Leonore Annenberg receives an honorary L.H.D. from USC on May 8, 1998. Courtesy of Lee Salem photography, Courtesy of the University of California, Los Angeles, California, USA.

Leonore Annenberg, better know as Lee, was born to a Jewish family in New York in 1918. Her father, Maxwell Cohn ran a textile business. Her mother, Clara, passed away when Lee was only seven years old. At that time, she and her sister, Judith were sent to live with her uncle Harry Cohn, the founder of Columbia Pictures, in Los Angeles.

Lee attended Stanford University in Palo Alto, and graduated in 1940 with a BA. After marrying and divorcing twice, with a daughter from each marriage, Lee married Walter Annenberg, editor of the Philadelphia Inquirer in 1951.

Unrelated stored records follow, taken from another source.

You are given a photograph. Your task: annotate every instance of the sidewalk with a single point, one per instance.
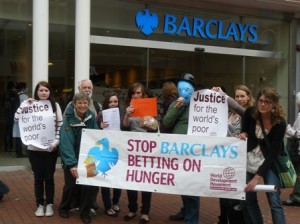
(18, 205)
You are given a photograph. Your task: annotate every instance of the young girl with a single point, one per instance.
(43, 161)
(136, 91)
(111, 209)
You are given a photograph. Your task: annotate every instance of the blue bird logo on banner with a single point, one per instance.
(101, 159)
(146, 21)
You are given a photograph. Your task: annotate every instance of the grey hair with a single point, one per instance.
(80, 96)
(84, 80)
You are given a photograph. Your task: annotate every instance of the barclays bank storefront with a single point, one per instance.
(152, 42)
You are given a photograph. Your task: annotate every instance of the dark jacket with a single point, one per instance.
(275, 138)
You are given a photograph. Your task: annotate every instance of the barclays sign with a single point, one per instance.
(147, 23)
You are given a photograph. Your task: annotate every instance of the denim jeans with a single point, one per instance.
(252, 213)
(132, 201)
(105, 191)
(191, 205)
(43, 166)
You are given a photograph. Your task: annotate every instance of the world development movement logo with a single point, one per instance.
(146, 21)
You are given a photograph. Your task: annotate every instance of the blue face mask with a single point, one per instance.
(185, 90)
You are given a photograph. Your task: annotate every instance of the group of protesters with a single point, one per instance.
(248, 118)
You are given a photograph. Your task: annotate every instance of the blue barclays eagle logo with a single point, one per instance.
(101, 159)
(146, 21)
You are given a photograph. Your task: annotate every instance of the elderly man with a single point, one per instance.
(86, 86)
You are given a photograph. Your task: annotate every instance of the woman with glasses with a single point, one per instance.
(266, 116)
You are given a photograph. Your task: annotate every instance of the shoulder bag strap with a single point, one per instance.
(264, 132)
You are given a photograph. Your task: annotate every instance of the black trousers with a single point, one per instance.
(43, 166)
(85, 193)
(105, 192)
(132, 201)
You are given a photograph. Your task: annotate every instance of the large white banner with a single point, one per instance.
(165, 163)
(208, 115)
(36, 123)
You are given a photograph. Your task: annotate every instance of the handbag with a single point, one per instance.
(293, 148)
(254, 159)
(283, 165)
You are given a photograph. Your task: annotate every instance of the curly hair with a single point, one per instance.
(271, 94)
(132, 89)
(248, 92)
(169, 90)
(51, 93)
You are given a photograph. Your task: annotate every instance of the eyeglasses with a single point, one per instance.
(266, 102)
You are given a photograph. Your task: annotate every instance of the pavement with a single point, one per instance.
(18, 206)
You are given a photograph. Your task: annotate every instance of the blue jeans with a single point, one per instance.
(191, 205)
(252, 213)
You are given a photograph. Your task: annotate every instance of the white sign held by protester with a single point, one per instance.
(164, 163)
(208, 114)
(36, 124)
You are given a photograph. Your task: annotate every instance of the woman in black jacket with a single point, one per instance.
(267, 114)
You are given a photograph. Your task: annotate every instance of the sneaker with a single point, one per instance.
(179, 216)
(116, 208)
(86, 218)
(49, 210)
(40, 211)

While her husband was the US Ambassador to the United Kingdom in 1969 she founded the American Friends of Covent Garden. The organization’s goal was to encourage good relations between the US and the UK through music.

The couple, Walter and Lee, were supporters of the campaign for Ronald Reagan during his run for president in 1980. After Reagan’s election the President appointed Lee to be the Chief of Protocol of the United States. As such she advised not only the President, but also the Vice President and Secretary of State on all matters having to due with diplomatic protocol. She also had the role of welcoming foreign diplomats and dignitaries upon their arrival to the US. In 1982, saying that she wanted to spend more time with her husband, Lee resigned from her post.

After leaving her post Lee was able to spend more time promoting her philanthropic projects. Her and her husband donated generously to many organizations promoting culture in the US. She was a member of the Acquisitions Committee of the Metropolitan Museum of Art, a member of the Board of Trustees of the Philadelphia Museum of Art, one of the managing directors of The Metropolitan Opera, honorary trustee and former board president of the Palm Springs Art Museum, and a member of the American Philosophical Society. She was also was chairwoman emerita of the Foundation of Art and Preservation in Embassies, and a member of the Committee for the Preservation of the White House.

When her husband died in 2002 Lee took over as chairman and president of the Annenberg Foundation, an organization that funds non-profit organizations and education institutes and programs supporting the arts.

She never stopped supporting her favorite causes, until her death in Rancho Mirage, California in 2009, at the age of 91. She was truly a remarkable woman.